4 Visualizing data

In the previous chapter, we saw that simple visualizations can give us a general sense of the shape (distribution) of a single variable using histograms and density plots. We expanded the figures by adding colors to differentiate by gender and incorporating a second axis to display run times by gender, which gave us a sense of the variation in two variables. We could extend this further by incorporating more variables mapped to colors or shapes, or by subdividing the plot by additional variables. Such flexibility makes data visualizations essential for developing an understanding of data and communicating results from data analysis. Visualizations can convey aspects of data that are not possible to communicate with summary statistics or tables.

In this chapter, we will identify basic types of figures used in scientific papers and data communication.

4.1 Plotting data in two dimensions

A basic data visualization uses a coordinate system to display data along measurement scales. The x- and y-axis form a basic template for a two-dimensional display (two variables) of data. The scales for the x- and y-axis could be numerical and continuous or categorical. In the figure below, two continuous measurements are mapped to the x- and y-axis. Each observation has a value for each axis, making it possible to plot them in the two-dimensional coordinate system (Figure 4.1).

Figure 4.1: A basic scatter plot. Values of two variables are plotted along the coordinate axes. To highlight each combination of x- and y-scale values these have been added to each point.

The above figure is called a scatter plot. The scatter plot is a powerful tool to visualize an association between two variables. The association becomes evident when a pattern emerges from plotting two variables together. When plotting the variables Age and finishing time in the Boston Marathon, we can clearly see a pattern, as maximal running velocity decreases with age. We have added a third dimension to the figure by giving different colors to males and females (Figure 4.2).

Figure 4.2: A scatter plot can highlight associations between two continuous variables. The age of participants seems to predict maximal running velocity, in both genders.

By replacing a continuous variable on one axis with a categorical variable, we get a visualization suitable for comparisons. When the purpose of a graph is to highlight differences between categories (or associations between a categorical variable and a continuous variable), we could use a variation of a basic scatter plot, as shown in Figure 4.3. However, some designs are better than others. The first panel (A) uses simple points to represent each observation (winner time per year). A slight jitter (panel B) makes it easier to see the individual points. Aggregated data removes the information gained from seeing variation between individual data points, as in panel C, where box-plots represent time per gender, or as in D, where the data has been reduced to a mean (the bars) and a standard deviation (the whiskers). The bar plot (D) is particularly bad, as most of the bar does not contain any actual data; there are no observations from zero to about 2 hours. To highlight the paired nature of the data, we could connect observations done in particular years (as in panel E). From this, we can learn that the winning times are consistently lower in males compared to females. Even though there is some overlap between genders, no year contains data where females ran faster than males.

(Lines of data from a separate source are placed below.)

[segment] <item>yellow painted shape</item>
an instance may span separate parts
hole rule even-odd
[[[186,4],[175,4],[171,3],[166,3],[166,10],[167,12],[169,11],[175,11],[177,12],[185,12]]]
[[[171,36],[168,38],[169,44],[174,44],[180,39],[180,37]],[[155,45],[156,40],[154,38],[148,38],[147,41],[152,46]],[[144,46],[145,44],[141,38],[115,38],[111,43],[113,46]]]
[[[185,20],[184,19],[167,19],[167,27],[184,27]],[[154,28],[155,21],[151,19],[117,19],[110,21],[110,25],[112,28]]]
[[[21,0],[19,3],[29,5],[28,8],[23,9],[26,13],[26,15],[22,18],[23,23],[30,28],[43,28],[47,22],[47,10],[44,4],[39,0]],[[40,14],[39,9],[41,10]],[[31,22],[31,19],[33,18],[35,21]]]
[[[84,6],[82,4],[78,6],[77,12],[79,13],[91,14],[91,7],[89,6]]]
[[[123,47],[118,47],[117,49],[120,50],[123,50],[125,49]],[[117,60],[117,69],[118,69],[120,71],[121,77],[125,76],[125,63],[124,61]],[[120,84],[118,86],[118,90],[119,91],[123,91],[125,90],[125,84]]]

Figure 4.3: To highlight comparisons between groups we can use a categorical variable on one of the coordinate axes. Some displays are better than others. The figure shows winner times per gender from the Boston Marathon 2000-2019

4.2 Adding variables using figure elements

In the above figures, we have already added a variable by assigning colors to highlight two groups. Using colors and shapes is a way to add multiple dimensions to a plot. In Figure 4.4, two different colors and shapes are assigned to two categories in the data. This allows us to plot additional variables. The additional variable is explained by a legend shown in the plot.

We can also use multiple panels to show relationships between variables in different categories. In Figure 4.5, combining two categorical variables yields small multiples of the same basic graph; each panel represents data in a specific combination of age and gender.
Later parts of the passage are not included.